Niat menjadi tolok ukur diterima atau tidaknya amal, sekaligus penentu besar atau kecilnya pahala. Dengan niat yang lurus, seseorang dapat diangkat derajatnya. Sebaliknya, dengan niat yang rusak, seseorang bisa terjatuh ke derajat yang paling rendah, meskipun amalnya tampak besar di mata manusia.
Niat secara istilah adalah kehendak hati untuk melakukan suatu perbuatan, dan tempatnya di hati, bukan di lisan. Oleh karena itu, sebelum kita mendakwahkan ilmu, marilah kita luruskan niat: apakah semata-mata karena Allah, atau karena tuntutan jabatan, pekerjaan, lembaga, atau sekadar ingin mendapatkan pengakuan.
Bukankah dakwah berarti mengajak? Maka sebelum mengajak orang lain, sudah seharusnya kita terlebih dahulu mengajak dan membenahi hati kita sendiri agar setiap dakwah yang kita lakukan benar-benar lillāhi ta‘ālā.
Jangan sampai pahala dakwah kita habis terbayar oleh antusiasme jamaah, banyaknya pujian, atau sanjungan manusia, sementara nilai keberkahannya nihil karena niat yang tidak lurus.
Demikian pula ketika kita berdakwah demi gelar, status, atau ingin dihargai karena ilmu yang kita miliki. Ingatlah, dakwah yang tidak dilandasi keikhlasan akan kehilangan maknanya di sisi Allah.

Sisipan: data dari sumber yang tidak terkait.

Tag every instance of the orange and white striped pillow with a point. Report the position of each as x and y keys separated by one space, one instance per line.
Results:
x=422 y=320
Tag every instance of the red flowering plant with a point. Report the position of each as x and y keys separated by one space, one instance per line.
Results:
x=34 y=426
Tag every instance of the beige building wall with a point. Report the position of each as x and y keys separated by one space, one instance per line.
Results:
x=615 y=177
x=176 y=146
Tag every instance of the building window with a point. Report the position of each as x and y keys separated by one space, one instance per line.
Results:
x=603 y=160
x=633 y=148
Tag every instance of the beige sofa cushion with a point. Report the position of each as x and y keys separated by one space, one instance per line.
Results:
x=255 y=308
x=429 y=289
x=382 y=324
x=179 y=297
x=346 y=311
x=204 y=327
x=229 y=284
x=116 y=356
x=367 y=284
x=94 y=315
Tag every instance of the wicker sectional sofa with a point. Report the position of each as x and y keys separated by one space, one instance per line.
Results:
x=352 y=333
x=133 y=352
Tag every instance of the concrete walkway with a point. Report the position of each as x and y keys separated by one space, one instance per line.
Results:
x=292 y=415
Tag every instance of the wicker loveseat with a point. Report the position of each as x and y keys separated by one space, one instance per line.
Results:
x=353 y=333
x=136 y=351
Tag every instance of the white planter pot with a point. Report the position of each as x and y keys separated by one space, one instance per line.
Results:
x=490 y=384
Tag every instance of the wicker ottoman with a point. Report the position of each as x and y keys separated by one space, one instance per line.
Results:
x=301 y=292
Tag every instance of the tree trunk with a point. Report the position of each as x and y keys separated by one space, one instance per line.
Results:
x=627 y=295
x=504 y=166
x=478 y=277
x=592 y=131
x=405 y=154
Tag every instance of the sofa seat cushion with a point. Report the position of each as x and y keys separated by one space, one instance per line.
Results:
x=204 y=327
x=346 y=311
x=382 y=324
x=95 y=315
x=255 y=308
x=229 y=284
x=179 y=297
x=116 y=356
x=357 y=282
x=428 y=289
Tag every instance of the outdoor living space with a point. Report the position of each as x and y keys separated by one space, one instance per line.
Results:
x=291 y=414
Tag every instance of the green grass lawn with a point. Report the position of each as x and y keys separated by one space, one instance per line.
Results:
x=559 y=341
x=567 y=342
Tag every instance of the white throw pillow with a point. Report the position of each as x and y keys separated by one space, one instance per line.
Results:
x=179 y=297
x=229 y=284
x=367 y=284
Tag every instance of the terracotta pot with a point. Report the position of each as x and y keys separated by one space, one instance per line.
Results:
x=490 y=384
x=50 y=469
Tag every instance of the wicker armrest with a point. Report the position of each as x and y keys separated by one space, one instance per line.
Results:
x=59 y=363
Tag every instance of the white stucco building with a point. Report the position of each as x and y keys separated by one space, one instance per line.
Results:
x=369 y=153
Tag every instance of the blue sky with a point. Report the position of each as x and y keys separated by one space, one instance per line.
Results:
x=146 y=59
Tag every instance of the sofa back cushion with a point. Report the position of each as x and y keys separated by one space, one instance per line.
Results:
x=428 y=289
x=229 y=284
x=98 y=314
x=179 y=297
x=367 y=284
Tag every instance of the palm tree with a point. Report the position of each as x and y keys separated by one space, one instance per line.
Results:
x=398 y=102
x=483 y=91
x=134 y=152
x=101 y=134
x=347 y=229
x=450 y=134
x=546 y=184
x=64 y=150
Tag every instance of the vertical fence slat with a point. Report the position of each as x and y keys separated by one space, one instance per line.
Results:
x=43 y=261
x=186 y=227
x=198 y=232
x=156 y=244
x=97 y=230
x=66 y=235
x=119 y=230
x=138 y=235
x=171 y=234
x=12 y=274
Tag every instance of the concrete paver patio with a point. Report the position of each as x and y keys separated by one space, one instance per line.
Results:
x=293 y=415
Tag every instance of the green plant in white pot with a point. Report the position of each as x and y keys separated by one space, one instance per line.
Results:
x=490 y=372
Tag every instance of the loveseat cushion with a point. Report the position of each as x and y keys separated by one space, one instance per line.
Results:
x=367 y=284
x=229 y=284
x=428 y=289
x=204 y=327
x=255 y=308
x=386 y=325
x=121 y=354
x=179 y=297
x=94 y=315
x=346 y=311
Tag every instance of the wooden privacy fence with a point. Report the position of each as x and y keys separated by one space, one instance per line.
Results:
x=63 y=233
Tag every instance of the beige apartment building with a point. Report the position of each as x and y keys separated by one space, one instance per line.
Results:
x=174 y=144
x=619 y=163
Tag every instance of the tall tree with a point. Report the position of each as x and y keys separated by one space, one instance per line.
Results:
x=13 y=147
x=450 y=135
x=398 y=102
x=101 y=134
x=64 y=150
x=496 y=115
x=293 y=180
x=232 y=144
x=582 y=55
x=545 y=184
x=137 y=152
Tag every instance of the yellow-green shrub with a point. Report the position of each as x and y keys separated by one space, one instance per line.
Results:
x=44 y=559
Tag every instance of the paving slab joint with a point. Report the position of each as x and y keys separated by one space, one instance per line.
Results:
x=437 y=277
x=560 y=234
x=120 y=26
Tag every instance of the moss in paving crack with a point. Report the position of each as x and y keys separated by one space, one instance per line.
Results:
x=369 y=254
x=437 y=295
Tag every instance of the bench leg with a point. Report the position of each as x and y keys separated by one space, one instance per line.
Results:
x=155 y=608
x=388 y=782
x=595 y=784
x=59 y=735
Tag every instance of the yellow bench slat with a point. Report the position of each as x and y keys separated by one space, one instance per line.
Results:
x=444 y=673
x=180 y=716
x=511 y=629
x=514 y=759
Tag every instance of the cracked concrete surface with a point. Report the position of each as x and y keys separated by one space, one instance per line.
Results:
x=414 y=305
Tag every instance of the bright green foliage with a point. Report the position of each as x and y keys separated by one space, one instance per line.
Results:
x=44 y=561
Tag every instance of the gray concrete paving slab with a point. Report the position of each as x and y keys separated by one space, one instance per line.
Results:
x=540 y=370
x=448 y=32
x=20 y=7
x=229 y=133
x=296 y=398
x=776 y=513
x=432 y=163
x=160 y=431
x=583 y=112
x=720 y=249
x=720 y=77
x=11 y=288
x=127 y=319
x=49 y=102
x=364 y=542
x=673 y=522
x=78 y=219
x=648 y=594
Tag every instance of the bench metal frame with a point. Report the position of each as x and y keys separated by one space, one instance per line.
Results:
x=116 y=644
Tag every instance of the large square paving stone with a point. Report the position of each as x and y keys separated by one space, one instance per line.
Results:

Rasulullah ﷺ memberikan peringatan yang sangat tegas dalam hadits yang diriwayatkan oleh Imam Muslim tentang tiga golongan manusia yang pertama kali diadili pada hari kiamat: orang yang mati syahid, orang yang berilmu dan membaca Al-Qur’an, serta orang yang dermawan. Ketiganya diseret ke neraka bukan karena kurang amal, tetapi karena amal mereka dilakukan demi pujian manusia, bukan karena Allah.
Hadits ini menjadi peringatan keras bahwa:
- Dakwah tanpa keikhlasan adalah kehancuran.
- Sedekah dengan niat riya adalah kebinasaan.
- Pengorbanan besar tanpa niat yang lurus adalah kesia-siaan.
Dari seluruh keterangan tersebut, kita dapat mengambil pelajaran berharga bahwa amal akan sia-sia di sisi Allah jika tidak dilandasi keikhlasan, baik dalam berdakwah, beramal dengan harta, maupun berjihad dengan jiwa dan raga.
Semoga sedikit ilmu ini menjadi bahan muhasabah bagi kita semua. Dan apabila dalam perjalanan hidup saya terdapat kekeliruan yang tidak sesuai dengan syariat, saya berharap ada saudara yang berkenan menegur dan mengingatkan saya.
Wassalamualaikum warahmatullahi wabarakatuh.